At the start of  June, Doctor Harold C. Spear was arrested in Kauai for allegedly engaging in problematic prescription of pain medication. Today, weeks later, there’s an article in the Honolulu Star-Bulletin raising the obvious follow up question:what about all the people he was treating?

Authorities seized more than 3,000 patient files, according to the article. That’s 3,000 people who used to have a doctor but don’t any more.

U.S. Attorney William Shipley told U.S. Magistrate Judge Leslie Kobayashi he doesn’t believe all of the 3,000 people whose records Spear maintained are patients in urgent need of care. He said some are on the mainland and may have called Spear’s “dial-a-doc” service just once. And he said copying all 3,000-plus records will take time.

Kobayashi ordered Shipley to provide her a list of patients whose records he objects to returning and ordered Green to provide a list of patients who are in urgent need of care.

Spear says he knows of at least six of his patients who have gone to the emergency rooms on Kauai because they have been unable to get their pain medications.
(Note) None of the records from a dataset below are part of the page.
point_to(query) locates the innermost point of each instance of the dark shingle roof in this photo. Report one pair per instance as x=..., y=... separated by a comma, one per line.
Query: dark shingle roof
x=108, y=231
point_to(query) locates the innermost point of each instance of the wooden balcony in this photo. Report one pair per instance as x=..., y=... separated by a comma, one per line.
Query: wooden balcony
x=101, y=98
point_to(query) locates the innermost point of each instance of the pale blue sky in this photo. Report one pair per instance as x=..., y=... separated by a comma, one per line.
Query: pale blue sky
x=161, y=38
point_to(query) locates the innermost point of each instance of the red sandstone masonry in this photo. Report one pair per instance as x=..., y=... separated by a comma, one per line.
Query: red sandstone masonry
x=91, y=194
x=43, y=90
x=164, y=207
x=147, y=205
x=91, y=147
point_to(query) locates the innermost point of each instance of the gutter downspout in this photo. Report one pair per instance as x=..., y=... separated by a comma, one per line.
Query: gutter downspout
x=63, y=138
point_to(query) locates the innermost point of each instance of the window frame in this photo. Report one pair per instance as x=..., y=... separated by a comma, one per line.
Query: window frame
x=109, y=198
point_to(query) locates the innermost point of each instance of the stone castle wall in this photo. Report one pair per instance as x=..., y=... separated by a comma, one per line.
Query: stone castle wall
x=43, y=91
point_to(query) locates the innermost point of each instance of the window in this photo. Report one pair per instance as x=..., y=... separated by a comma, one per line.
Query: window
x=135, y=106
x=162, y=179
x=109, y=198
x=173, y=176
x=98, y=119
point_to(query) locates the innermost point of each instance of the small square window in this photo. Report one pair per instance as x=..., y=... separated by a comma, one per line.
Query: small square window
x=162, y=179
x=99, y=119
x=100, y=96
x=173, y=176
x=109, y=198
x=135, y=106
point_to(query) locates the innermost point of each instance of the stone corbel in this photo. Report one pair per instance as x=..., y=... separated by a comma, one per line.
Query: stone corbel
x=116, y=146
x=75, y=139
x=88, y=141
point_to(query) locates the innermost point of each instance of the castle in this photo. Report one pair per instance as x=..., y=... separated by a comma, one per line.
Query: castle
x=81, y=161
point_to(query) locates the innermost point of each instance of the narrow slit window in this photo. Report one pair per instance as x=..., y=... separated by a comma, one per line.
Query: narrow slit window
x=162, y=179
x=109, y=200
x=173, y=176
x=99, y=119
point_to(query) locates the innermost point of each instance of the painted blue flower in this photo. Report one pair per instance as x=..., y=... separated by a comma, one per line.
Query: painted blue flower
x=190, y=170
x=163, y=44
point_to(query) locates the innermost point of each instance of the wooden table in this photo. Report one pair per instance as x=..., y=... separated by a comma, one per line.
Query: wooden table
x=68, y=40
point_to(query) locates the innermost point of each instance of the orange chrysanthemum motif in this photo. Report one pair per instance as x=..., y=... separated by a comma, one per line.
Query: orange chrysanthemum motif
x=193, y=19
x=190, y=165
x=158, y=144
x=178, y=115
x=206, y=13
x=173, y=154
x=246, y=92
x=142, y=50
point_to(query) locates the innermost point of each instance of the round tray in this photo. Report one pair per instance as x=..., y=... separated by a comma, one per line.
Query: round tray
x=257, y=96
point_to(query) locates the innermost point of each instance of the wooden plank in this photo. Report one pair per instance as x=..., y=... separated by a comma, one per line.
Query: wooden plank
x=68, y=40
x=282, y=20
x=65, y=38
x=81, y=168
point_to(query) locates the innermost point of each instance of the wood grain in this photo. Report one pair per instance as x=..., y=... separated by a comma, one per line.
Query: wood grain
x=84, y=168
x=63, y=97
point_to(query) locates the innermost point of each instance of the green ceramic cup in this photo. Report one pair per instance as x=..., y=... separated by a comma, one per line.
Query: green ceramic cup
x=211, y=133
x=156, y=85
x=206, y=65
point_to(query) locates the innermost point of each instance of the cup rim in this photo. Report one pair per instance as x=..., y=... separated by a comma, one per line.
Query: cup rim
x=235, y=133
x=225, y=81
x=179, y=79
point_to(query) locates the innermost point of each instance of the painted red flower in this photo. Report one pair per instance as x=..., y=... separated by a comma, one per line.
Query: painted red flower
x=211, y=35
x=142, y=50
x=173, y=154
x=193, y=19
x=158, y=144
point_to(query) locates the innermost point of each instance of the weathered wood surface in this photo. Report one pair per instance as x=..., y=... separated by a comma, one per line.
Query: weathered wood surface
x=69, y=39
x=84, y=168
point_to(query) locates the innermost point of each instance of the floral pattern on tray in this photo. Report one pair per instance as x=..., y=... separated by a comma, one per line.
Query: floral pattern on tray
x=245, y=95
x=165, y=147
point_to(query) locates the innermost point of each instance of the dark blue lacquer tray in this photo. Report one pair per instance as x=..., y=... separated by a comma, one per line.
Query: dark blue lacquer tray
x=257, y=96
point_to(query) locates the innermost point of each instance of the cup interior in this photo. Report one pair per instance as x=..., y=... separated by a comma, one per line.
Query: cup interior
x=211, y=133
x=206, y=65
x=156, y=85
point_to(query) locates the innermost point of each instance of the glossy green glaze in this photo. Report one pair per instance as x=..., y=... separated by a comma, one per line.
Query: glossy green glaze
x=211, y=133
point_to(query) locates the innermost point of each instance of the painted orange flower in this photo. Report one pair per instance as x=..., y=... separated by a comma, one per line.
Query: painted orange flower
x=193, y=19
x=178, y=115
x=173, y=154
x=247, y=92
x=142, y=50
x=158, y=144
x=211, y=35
Emphasis added. It’s truly a weird situation when it’s up to a federal prosecutor to decide who is and who isn’t “in urgent need of care” and when a doctor has the burden of making a sufficient showing to get back patient records because the government is too busy to photocopy 3,000 pages.

Even if the evidence is extremely strong against a particular doctor, shouldn’t there be some protocol in place to transfer copies of patient records to an independent third party who actually has medical training so that he or she can made an intelligent evaluation of the medical needs of such patients? Forcing people to go to the emergency room because the government can’t be bothered to operate a photocopier just doesn’t make any sense at all.

Alex DeLuca wrote a post on a related theme around the same time Dr. Spear was arrested. His point was that patients were instantly and inappropriately being reclassified as “addicts” the moment their doctor was arrested. Burden shifting is a favorite legal tool for slicing up reality into manageable categories, but these kinds of blanket record seizures shift burdens onto third parties against whom there is no claim at all of wrongdoing.